The rupture

Back maybe 4 weeks ago I basically fell apart. I was extremely depressed and the flashbacks and body memories had taken over. I wasn’t functioning. B was great about it she answered everyone of my phone calls, she was patient and caring and I couldn’t have asked for a better response. But in the back of my mind I knew I was demanding a lot from her and I hesitated to make those phone calls but I needed the help, so I made them.

I knew the Talk was coming. Boundaries, ugh. And like I predicted it came. She attempted to pose it as a support system question. “Could I identify other people in my support system who I could call when distressed? Uh, No! As much as I appreciate you calling me instead of using behaviors (burning, drinking, throwing up) I would like for you to to have other people you can rely on as well.” What the bloody fuck!!! Internally I think I started screaming. I was pissed and hurt. I knew I was demanding a lot from her over the last few days but I had never called her that much before so I believed once I stabilized things would go back to normal. I felt rejected, unwanted, needy, and annoying. All of those childhood feelings of being to much and a bother came back up and I shut down completely.

I stopped responding to her questions. I turned my whole body around in the chair away from her view. I felt horrible and I wanted to run out of the the room. B quickly realized she had messed up and immediately apologized and claimed that what she said came out wrong and by no means did she not want me to call if I needed to. But the damage had already been done.
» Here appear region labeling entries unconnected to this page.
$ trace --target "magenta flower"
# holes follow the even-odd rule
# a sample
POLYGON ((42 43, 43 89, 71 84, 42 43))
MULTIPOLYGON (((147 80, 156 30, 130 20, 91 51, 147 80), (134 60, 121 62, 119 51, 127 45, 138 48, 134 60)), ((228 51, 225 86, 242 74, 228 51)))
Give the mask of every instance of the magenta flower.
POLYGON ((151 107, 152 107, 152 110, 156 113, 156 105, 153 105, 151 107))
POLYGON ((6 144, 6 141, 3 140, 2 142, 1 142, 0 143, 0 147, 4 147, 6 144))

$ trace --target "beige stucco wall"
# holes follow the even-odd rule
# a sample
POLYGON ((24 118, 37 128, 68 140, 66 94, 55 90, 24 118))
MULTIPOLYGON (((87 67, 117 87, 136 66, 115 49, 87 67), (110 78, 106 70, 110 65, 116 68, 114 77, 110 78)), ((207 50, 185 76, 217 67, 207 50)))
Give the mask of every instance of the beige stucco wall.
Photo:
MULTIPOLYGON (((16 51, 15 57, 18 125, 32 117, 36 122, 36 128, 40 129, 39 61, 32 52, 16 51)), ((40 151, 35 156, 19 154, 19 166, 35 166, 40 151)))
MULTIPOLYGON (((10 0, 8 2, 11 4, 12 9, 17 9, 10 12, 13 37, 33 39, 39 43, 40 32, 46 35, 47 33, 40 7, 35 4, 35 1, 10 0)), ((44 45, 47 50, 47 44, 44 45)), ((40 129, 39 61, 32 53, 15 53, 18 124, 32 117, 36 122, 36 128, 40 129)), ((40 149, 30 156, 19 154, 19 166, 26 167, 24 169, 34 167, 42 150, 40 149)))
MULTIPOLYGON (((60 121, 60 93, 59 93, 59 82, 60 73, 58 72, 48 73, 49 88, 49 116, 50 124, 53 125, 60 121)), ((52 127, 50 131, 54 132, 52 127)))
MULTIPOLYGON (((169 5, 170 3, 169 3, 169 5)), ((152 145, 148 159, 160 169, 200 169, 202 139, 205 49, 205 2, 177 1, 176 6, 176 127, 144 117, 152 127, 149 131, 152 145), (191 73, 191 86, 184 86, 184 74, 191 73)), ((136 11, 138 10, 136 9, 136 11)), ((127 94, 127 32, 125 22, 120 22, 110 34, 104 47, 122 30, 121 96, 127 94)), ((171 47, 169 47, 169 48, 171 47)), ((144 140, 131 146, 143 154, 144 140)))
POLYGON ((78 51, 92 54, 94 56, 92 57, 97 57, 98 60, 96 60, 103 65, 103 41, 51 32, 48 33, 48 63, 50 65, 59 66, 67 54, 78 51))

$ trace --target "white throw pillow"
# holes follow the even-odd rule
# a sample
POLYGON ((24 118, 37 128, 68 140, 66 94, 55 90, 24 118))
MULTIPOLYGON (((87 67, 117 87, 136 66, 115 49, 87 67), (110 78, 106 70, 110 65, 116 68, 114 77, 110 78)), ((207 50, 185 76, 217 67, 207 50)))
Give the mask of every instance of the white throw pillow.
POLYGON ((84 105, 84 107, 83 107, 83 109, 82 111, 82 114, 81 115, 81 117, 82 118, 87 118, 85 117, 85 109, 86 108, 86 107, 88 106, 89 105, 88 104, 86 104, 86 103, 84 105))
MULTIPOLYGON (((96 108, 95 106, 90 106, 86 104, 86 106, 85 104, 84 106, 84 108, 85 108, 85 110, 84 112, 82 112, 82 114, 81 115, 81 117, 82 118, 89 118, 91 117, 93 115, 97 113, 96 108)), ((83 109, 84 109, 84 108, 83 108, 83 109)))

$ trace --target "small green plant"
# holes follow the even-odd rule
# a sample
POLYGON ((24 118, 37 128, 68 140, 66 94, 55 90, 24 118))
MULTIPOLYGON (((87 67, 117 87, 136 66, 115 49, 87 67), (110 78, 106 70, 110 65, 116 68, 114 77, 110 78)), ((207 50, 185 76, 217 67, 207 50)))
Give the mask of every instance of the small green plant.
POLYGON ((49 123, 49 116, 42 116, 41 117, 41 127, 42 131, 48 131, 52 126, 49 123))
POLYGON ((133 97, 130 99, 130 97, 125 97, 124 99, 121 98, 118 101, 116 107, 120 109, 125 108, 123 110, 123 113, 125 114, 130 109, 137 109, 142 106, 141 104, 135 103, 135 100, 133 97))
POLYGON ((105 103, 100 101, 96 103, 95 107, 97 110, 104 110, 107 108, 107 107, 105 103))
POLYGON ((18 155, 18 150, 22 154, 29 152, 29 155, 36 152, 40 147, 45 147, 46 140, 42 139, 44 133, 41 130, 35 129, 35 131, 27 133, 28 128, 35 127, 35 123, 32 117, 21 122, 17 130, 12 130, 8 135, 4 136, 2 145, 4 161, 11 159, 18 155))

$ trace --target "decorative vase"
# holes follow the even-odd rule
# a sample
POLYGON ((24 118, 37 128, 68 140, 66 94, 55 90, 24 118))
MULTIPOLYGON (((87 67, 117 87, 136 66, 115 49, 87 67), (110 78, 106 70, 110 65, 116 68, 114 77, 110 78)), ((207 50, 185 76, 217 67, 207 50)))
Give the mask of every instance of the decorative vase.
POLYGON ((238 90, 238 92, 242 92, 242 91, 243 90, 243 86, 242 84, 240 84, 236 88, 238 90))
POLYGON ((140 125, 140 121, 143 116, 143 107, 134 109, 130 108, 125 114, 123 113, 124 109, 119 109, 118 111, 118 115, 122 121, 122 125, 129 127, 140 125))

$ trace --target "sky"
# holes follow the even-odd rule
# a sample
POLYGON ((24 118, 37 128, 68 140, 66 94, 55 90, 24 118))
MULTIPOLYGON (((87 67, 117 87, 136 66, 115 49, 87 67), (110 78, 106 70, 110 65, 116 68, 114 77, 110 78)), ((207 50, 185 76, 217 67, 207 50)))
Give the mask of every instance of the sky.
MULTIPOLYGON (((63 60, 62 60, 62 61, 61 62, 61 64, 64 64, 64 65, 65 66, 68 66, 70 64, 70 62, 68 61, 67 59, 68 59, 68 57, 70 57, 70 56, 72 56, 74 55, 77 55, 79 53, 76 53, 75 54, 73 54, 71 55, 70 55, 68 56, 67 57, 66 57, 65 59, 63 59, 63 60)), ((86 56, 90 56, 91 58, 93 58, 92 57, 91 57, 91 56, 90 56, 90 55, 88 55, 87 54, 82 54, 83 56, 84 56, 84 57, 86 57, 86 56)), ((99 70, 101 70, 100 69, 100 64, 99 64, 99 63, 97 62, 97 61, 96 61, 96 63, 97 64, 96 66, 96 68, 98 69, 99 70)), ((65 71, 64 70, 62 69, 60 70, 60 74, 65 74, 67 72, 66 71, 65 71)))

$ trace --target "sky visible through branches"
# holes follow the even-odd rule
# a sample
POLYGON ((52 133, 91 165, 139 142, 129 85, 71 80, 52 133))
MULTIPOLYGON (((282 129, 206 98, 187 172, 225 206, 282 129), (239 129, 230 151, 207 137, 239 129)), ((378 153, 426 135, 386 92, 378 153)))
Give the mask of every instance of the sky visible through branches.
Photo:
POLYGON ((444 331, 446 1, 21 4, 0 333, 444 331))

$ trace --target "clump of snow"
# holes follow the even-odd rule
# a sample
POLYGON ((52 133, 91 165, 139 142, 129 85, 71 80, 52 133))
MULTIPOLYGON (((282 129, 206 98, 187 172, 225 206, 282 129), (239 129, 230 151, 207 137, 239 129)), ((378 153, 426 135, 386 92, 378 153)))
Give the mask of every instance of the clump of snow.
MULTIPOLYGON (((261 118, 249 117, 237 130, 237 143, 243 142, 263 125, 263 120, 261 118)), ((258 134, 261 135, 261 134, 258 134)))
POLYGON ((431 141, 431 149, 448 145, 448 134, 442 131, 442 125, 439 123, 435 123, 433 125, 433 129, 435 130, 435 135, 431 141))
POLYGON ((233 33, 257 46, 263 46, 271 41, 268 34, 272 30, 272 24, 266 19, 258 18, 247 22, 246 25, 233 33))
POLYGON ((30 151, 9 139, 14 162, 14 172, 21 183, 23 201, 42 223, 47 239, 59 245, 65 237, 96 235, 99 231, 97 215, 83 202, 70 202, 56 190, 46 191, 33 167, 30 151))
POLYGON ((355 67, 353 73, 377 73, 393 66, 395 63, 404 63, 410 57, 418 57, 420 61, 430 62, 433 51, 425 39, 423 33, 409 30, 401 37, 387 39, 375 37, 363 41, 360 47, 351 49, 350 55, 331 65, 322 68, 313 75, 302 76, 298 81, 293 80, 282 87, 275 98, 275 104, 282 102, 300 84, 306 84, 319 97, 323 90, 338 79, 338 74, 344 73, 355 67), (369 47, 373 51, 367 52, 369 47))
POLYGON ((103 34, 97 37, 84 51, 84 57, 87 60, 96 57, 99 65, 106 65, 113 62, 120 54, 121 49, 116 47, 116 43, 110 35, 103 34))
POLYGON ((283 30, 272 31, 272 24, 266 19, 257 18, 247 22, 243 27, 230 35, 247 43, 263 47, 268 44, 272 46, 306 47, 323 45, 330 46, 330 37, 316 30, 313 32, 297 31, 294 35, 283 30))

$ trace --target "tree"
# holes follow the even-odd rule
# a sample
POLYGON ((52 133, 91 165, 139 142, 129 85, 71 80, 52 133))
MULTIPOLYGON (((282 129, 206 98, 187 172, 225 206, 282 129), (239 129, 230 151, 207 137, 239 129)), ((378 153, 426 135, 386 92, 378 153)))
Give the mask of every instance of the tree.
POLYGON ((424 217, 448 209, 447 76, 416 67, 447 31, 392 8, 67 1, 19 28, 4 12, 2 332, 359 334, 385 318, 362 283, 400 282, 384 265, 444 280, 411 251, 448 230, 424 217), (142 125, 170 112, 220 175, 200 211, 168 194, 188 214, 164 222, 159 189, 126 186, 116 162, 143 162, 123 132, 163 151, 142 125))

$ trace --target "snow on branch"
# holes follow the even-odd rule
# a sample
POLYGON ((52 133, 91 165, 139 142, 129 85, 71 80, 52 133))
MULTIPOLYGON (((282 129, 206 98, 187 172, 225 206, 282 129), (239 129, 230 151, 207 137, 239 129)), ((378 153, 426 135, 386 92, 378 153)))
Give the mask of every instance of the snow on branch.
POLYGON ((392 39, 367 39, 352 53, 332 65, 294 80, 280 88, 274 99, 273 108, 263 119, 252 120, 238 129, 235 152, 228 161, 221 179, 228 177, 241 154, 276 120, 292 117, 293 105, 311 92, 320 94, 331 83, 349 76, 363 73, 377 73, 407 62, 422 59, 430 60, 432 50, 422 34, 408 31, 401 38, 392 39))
I left shut down and suicidal. I ignored her phone calls and I refused to reach out to her for help. Yes, I know it was a very childish response but I felt like a child again so it makes sense.

I finally called her back and she apologized again and hoped I had not lost faith in the relationship. I explained to her why I was so upset and eventually after a few more sessions we are back solid again. After this rupture she seems even more committed to me than before, Idk. I feel good knowing that B won’t intentionally leave me and that she is committed to me even with all my shenagiangs. And I couldn’t ask for a better therapist. She could have easily restricted my access to her and ignored my pain but she didn’t and I feel “secure”. Something I’ve never felt in my personal life or with my own mother. I guess this is growth.